The European Union approves a new plan to control the spending budget – Today 24

The European Parliament and member states have reached an agreement on reforming the rules of control of the European Union budget, aimed at stimulating investments while keeping spending under control.
The agreement involves updating the current rules known as the “Stability and Growth Pact” issued in the late 1990s, which sets a ceiling for countries’ debt at 60 percent of gross domestic product and the general budget deficit at three percent.
European Commission President Ursula von der Leyen welcomed this political agreement, considering that “the new rules will enable European Union countries to invest.”
After prolonged wrangling between Berlin and Paris, the 27 member states reached an agreement last December, and then talks began with negotiators from the European Parliament.

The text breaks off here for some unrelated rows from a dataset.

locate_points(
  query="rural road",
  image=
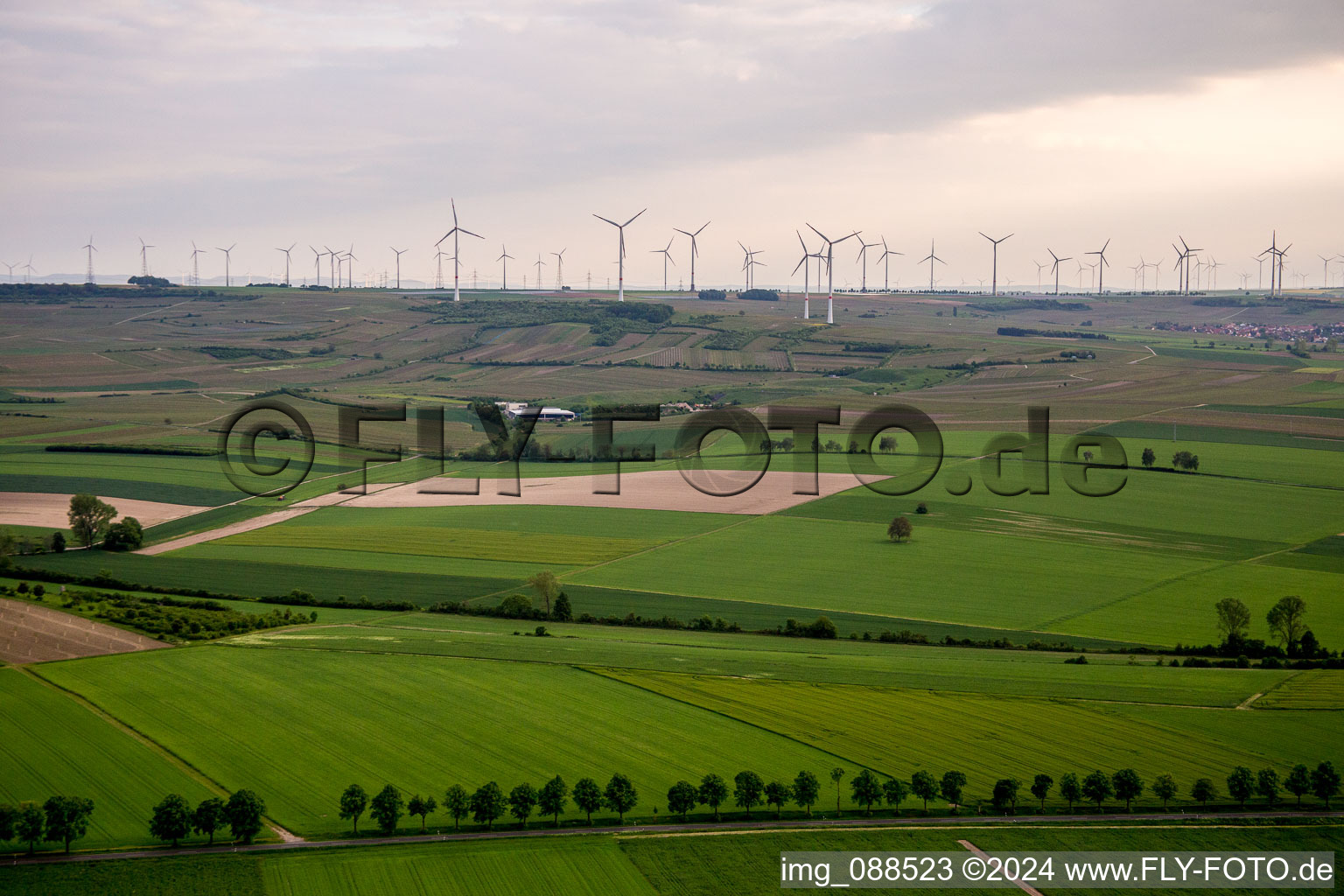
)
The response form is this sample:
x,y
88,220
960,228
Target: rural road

The text was criticized for its many complexities, and left-wing officials considered it a tool to impose austerity in Europe.
Ultimately, negotiators reached an agreement yesterday, Saturday, allowing a vote on the text in Strasbourg before the parliamentary recess that precedes the European elections.
The reforms will be officially adopted after agreement between lawmakers and countries. It will allow member states to apply the new rules to their 2025 budgets.
With the outbreak of war in Europe and the European Union pushing towards an environmentally friendly transition, several countries, led by France, sought to provide more space for funding in these key fields, including arming Ukraine, for example.
While the new agreement maintained the previous restrictions imposed on debt and budget deficits, the text provided more flexibility in the event of excessive deficits.